A Universidade da Beira Interior (UBI) é uma das signatárias de um pacto que abrange a região NUTS II Centro, que visa o reforço de ações de Economia Circular. A iniciativa, dinamizada pela Comissão de Coordenação e Desenvolvimento Regional do Centro (CCDRC), foi lançada oficialmente na quinta-feira, dia 22 de janeiro.
No âmbito do Pacto para a Economia Circular no Centro, a UBI contribui com três ações, que estão em estudo para desenvolvimento, relacionadas com gestão de recursos hídricos, ecoeficiência energética e captura de CO₂. As duas últimas centram-se no aumento da sustentabilidade das instalações da academia e da qualidade de vida da comunidade.

A primeira ação designada por “Tecnologia inovadora para a gestão sustentável de recursos hídricos” visa a monitorização das águas superficiais a montante das estações de tratamento de água (ETA) para abastecimento público nos municípios NUTS III e implementação de tecnologias inovadoras.
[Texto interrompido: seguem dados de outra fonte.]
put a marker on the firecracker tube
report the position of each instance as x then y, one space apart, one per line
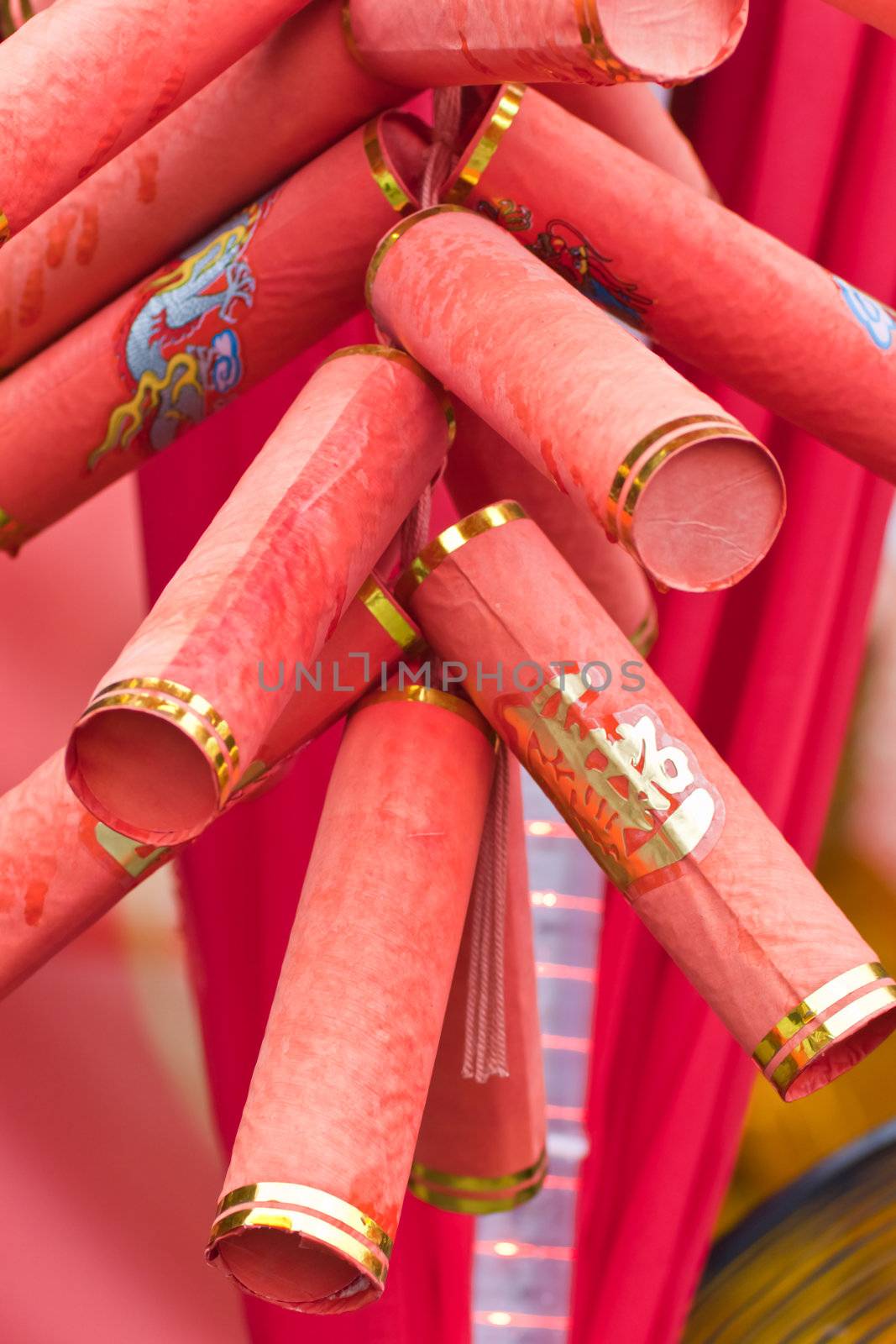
207 327
483 468
680 268
313 1193
60 869
658 808
685 488
174 725
452 42
481 1147
284 102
Desta forma, irá contribuir para a mitigação dos impactos na saúde pública, prevenir riscos naturais e reforçar a capacidade de adaptação às alterações climáticas. A iniciativa tem coordenação de Carla Cruz (docente do Departamento de Química).
A segunda ação – “Instalações de ecoeficiência energética, tendentes à criação de uma comunidade de energia entre a UBI e os Serviços de Ação Social” – proporciona a disponibilização de soluções de ecoeficiência energética e de pontos de carregamento para viaturas elétricas nos terrenos da Faculdade de Ciências da Saúde e da incubadora UBImedical. Estas infraestruturas poderão permitir que a UBI e SASUBI partilhem excedentes de produção, reforcem a autonomia energética e diminuam a fatura económica e a pegada carbónica das várias unidades. Esta ação, de âmbito institucional, é coordenada pela Vice-Reitoria para Património, Infraestruturas e Sustentabilidade, coordenada por Sílvio Mariano.
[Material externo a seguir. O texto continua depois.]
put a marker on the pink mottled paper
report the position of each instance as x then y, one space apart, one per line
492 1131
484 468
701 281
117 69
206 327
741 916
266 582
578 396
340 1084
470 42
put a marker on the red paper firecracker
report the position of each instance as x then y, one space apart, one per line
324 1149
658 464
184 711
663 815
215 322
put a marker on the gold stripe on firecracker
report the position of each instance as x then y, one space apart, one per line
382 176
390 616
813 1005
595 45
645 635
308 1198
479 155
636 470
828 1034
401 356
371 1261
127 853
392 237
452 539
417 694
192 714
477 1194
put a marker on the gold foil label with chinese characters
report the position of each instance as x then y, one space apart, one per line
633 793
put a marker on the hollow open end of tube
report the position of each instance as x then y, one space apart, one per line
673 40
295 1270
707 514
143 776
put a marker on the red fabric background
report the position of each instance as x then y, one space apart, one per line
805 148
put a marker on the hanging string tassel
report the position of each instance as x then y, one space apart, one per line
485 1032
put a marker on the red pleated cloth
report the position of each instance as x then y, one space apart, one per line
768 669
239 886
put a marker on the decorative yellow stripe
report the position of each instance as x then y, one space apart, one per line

Como resultado da terceira ação, “Criação de dois bosquetes em terrenos da UBI, como mecanismo de compensação carbónica”, a UBI trabalha no âmbito da economia circular orientada para a compensação carbónica e a valorização ecológica do campus. Os bosquetes – zonas constituídas por árvores e arbustos – a ser instalados em terrenos da UBI (na área florestal junto à Reitoria e em zona contígua ao UBImedical), terão a dupla vantagem de funcionar como sumidouros naturais de carbono, contribuindo para a captura de CO₂ atmosférico e a mitigação das emissões associadas às atividades da universidade. Ao mesmo tempo, promovem a biodiversidade local, melhoram a qualidade do solo e o reforço da resiliência dos ecossistemas, contribuindo para a melhoria da qualidade de vida da comunidade. Neste particular, a coordenação é da Vice-Reitoria para a Área Financeira, Modernização Administrativa e Interação com a Comunidade, coordenada por João Leitão.
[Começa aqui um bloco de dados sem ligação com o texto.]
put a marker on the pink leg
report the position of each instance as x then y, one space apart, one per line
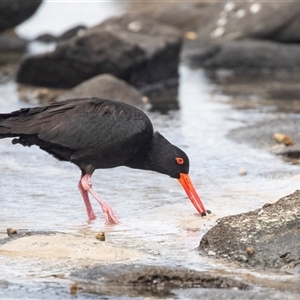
87 187
87 202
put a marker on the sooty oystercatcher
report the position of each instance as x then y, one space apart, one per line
94 133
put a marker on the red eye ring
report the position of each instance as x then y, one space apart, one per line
179 160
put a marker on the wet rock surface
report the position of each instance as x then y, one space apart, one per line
135 48
151 280
265 238
251 55
105 86
261 135
246 37
226 21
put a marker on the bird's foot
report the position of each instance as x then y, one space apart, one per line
109 216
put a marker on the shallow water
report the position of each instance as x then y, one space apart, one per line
38 192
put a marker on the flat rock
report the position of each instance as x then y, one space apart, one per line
247 36
247 55
265 238
272 20
261 135
133 47
105 86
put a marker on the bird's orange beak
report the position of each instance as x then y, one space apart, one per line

Aquela que é a terceira edição do Pacto de Economia Circular no Centro reúne 200 entidades, que dinamizam um total de 380 ações propostas. A iniciativa da CCDRC assenta no compromisso, assumido pelas entidades subscritoras, de desenvolvimento de ações que contribuam para uma economia mais circular na região NUTS II Centro. O desenvolvimento deste esforço em prol da economia circular funcionará através de Comunidades de Prática, a serem dinamizadas pela CCDR-C. Neste âmbito, serão promovidas trocas de experiências (através de espaços colaborativos de partilha e disseminação de informação), para a capacitação de todas as entidades públicas, sociais e empresariais envolvidas.
A formalização do Pacto para a Economia Circular no Centro decorreu no dia 22 de janeiro, em Condeixa-a-Nova, no distrito de Coimbra. A adesão da UBI implica a implementação e a monitorização das três ações propostas.